Novas Histórias do Tempo da Velha Escola (DLXXVII)

Palmela, 1 de julho de 2041

Esta cartinha resulta da reunião de notas de campo com algumas entrevistas que (por acaso?) eu e a minha amiga Sofia encontrámos perdidas e que ninguém ainda reclamou da propriedade.

Não sabemos se vieram parar em boas mãos, mas as depomos nas vossas e na primeira pessoa:

“Da minha mãe, já nem as feições eu recordo. Cedo lhe perdi o rasto. E, só agora percebi o que todos vinham tentando dizer-me: que eu nem sequer deveria ter nascido. Pensei que, na escola, ainda poderia vir a ser gente, que teria direitos, poderia ser criança. Enganei-me, porque foi como em casa, sem afeto, sem cuidados. Mas a escola também não tem culpa. O que poderia fazer a professora, se eu não tinha cabeça para aquilo? 

Pensando bem, a escola até foi a mãe que eu não tive. Não me acariciava, mas também não me batia. Não me olhava, mas também nada me pedia. Não me negava o teto, ainda que nem um banco me desse onde pudesse sentar-me, ou poisar as minhas coisas. Mas que coisas? Tinha-me esquecido de que a professora, talvez para me poupar à vergonha de pouco ou nada aprender, nunca me deu um livro, ou um caderno”.

Agora, na segunda pessoa:

“Falaram-nos de ti. Só queremos que nos leves à tua escola. 

P’ra quê? Já não ando lá. Só lá ia p’ra comer e dormir, ao fundo da sala. Só lá andava a incomodar. Quando a senhora dos deficientes lá ia, ainda valia a pena! 

A professora da primeira, um dia até falou comigo e disse-me que tinha muitos para ensinar as letras e que não podia perder tempo com atrasados como eu. Depois, mandou-me embora, para eu não pegar piolhos aos meus colegas.

Mas, levas-nos lá, ou não levas?

‘Tá bem. Eu levo! Mas tens aí dois reais, para eu comprar um bolo? ‘Inda não comi nada, hoje.” 

Finalmente, na terceira pessoa. 

Contornámos o recreio daquela escola, onde algumas crianças se empurravam e gritavam. Fomos ao encontro de um grupo de professoras, para saber como viram o Paulo os olhos daqueles que o conheceram. 

“Paulo? Paulo quê? Temos muitos”

Explicado de quem se tratava – um antigo aluno, “saído daquela escola, há dois ou três anos” – uma a uma, disseram: 

“Não, nunca ouvi falar!”

“Tendes a certeza de que esse Paulo não andou por aqui?” – insistimos. 

Tiveram a amabilidade de chamar a senhora diretora: 

“Espere lá! Estou recordada de um Paulo… Só um momento!”

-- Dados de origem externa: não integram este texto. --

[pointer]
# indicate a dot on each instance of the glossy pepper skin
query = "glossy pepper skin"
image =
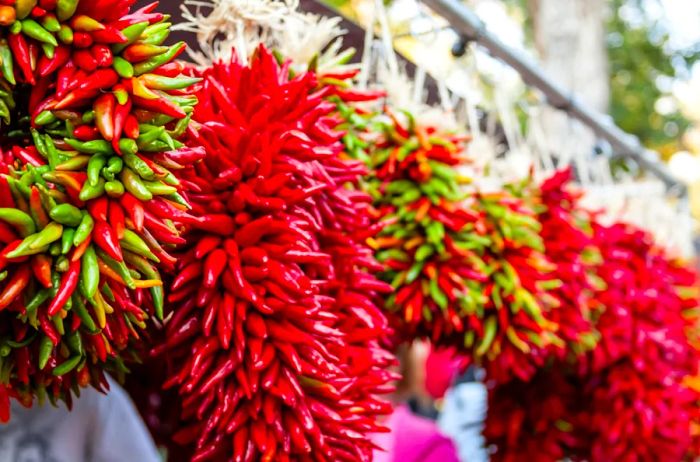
(620, 401)
(82, 255)
(273, 343)
(468, 269)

Vimo-la vasculhar os armários e retirar de um deles um “livro de matrícula”. 

“Já não é bem do meu tempo. Só me lembro vagamente de um aluno franzino, calado, sem história. O que tenho aqui no livro é apenas a sua primeira matrícula. Passados seis anos, só cá tem escrita uma passagem da segunda para a primeira série. Mais nada.”

Pedimos que nos deixasse consultar os livros de registo de frequência, as listas de constituição das turmas. Com alguma relutância, acedeu. Se era para um estudo… 

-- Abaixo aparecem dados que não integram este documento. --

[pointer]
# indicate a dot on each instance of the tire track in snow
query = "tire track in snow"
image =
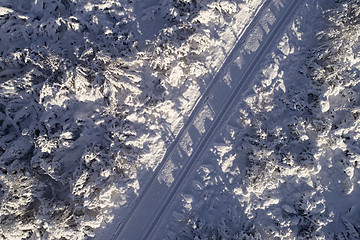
(196, 133)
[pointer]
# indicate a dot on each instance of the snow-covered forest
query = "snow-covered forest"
(288, 163)
(93, 92)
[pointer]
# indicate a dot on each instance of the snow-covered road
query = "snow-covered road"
(215, 106)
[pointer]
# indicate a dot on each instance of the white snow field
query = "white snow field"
(179, 119)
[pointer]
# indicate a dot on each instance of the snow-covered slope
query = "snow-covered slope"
(286, 165)
(91, 94)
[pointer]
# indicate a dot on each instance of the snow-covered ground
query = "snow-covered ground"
(92, 93)
(286, 164)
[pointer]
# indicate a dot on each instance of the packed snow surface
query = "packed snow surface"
(93, 92)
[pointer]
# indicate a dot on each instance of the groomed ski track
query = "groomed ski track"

Dos oito anos que o Paulo havia frequentado a escola, o seu nome somente constava de duas turmas, ambas do “primeiro ano” e separadas por um hiato de sete anos. Nunca tivera lugar certo onde se sentar, caderno que não perdesse em poucos dias. O Paulo foi o exemplo típico de “aluno fantasma”. Para todos os efeitos, ele nunca existiu, como confirmou uma docente:

“Não admira que não aprendesse. Era um caso perdido. Passava o tempo todo a dormir ao fundo da sala. Tal e qual os irmãos dele!” 

Decorridos alguns anos, voltámos à mesma escola. A senhora diretora era outra. Das professoras, que encontrámos na anterior visita, apenas uma restava. Confidenciou-nos que até tinha tentado a dispensa de componente letiva por desgaste nervoso. À saída, perguntámos pelo Paulo. Respondeu: 

“Apanhou dez anos de prisão. É isso que quer saber?”